Untuk perkembangan Penerimaan Pajak Hingga 2018, kemenkeu telah melaksanakan tiga kebijakan penting seperti amnesti pajak pada 2016 – 2017. Kemudian UU Akses Informasi Keuangan pada 2017. Melalui UU Akses Informasi Keuangan, DJP telah mendapat akses terhadap informasi rekening keuangan domestik maupun luar negeri yang merupakan instrumen penting dalam meningkatkan kepatuhan pajak.

Pajak sumber pendapatan negara (Paparan Menkeu,Dok FMB9)
Pajak sumber pendapatan negara (Paparan Menkeu,Dok FMB9)

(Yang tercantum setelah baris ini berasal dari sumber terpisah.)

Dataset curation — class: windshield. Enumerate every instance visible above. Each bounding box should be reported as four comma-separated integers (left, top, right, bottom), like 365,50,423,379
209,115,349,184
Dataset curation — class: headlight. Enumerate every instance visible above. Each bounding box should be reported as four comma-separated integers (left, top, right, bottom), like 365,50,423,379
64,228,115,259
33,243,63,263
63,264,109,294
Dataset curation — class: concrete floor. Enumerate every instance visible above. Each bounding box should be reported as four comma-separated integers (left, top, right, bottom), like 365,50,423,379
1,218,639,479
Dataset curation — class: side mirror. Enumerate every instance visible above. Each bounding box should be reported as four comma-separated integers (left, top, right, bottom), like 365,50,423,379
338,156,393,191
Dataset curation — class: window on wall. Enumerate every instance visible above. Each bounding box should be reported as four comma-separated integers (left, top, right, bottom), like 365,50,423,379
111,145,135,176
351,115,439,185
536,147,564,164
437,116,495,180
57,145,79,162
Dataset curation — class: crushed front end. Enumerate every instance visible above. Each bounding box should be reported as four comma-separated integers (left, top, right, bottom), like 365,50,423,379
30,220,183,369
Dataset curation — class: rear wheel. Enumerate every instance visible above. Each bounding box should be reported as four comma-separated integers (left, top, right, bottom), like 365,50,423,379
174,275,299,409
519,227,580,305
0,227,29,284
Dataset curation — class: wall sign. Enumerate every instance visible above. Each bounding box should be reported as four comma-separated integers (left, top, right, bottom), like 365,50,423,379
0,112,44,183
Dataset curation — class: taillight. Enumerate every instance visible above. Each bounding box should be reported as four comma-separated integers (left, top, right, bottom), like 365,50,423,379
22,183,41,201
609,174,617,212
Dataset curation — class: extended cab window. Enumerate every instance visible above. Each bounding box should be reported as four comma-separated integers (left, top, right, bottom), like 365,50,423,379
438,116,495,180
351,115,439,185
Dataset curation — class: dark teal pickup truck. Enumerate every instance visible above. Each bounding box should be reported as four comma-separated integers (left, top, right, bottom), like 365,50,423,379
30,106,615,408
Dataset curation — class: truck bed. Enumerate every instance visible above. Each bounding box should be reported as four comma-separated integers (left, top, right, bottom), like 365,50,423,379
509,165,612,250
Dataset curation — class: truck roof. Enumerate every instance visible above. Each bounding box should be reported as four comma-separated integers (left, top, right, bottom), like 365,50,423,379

“Ketiga, melakukan reformasi perpajakan mulai 2016 – 2022. Pemerintah telah melaksanakan program pembaruan sistem administrasi perpajakan yang akan membenahi semua aspek utama di DJP mulai dari modernisasi sistem informasi dan proses bisnis hingga organisasi dan SDM serta kebijakan dan regulasi,” terangnya.

Hasil dari berbagai proses pembenahan tersebut mulai terlihat pada tahun 2017, realisasi penerimaan perpajakan (di luar hasil Amnesti Pajak) tumbuh 12,7% dibandingkan tahun 2016. Realisasi penerimaan perpajakan termasuk penerimaan kepabeanan dan cukai. Pada tahun 2018, pertumbuhan penerimaan perpajakan s.d. September 2018 (yoy) adalah sebesar 16,5 % (total) atau 18,1% (diluar tax amnesty).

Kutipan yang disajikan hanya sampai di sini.